Rechtspraak
Rechtbank Noord-Nederland (Locatie Groningen), 15 december 2011
ECLI:NL:RBGRO:2011:BU9709
werkneemster/werkgever
Werkneemster is op 4 januari 2010 in dienst getreden in de functie van medewerker receptie. Op de arbeidsovereenkomst is de CAO voor het horeca- en aanverwante bedrijf van toepassing. Werkneemster heeft per 1 april 2011 het dienstverband beëindigd. Thans vordert werkneemster achterstallig loon. Zij stelt dat bij de eindafrekening te weinig loon is betaald. Er is uitbetaald volgens een gedateerde loontabel, de periodieke loonsverhoging is gecorrigeerd en de feestdagentoeslag is ten onrechte verrekend met plus- en minuren, aldus werkneemster.
De kantonrechter oordeelt als volgt.

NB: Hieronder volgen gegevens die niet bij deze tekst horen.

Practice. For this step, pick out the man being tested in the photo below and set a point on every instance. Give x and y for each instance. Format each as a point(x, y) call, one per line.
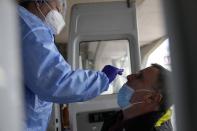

De betaling op grond van de gedateerde loontabel is door werkgever gecorrigeerd, maar hierop zijn de loonsverhoging en eindejaarsuitkering in mindering gebracht. Ondanks het feit dat werkneemster, zoals in de cao is bepaald, geen vol jaar in dienst is geweest, heeft werkgever toch de loonsverhoging en eindejaarsuitkering uitbetaald. Artikel 2 lid 5 van de cao bepaalt dat de cao een minimumkarakter heeft en dat wil zeggen dat minimaal de in de cao opgenomen bepalingen moeten worden toegepast. Volgens vaste jurisprudentie (HR 8 april 2011, LJN BP0580) kenmerkt een minimum-cao zich hierin dat collectief is afgesproken dat het de werknemer en de werkgever vrijstaat om voor de werknemer gunstiger individuele afspraken te maken dan die welke reeds gelden op basis van de cao. De uitbetaalde loonsverhoging en eindejaarsuitkering zijn derhalve niet onverschuldigd betaald, waardoor werkgever dit bedrag ten onrechte op de eindafrekening in mindering heeft gebracht.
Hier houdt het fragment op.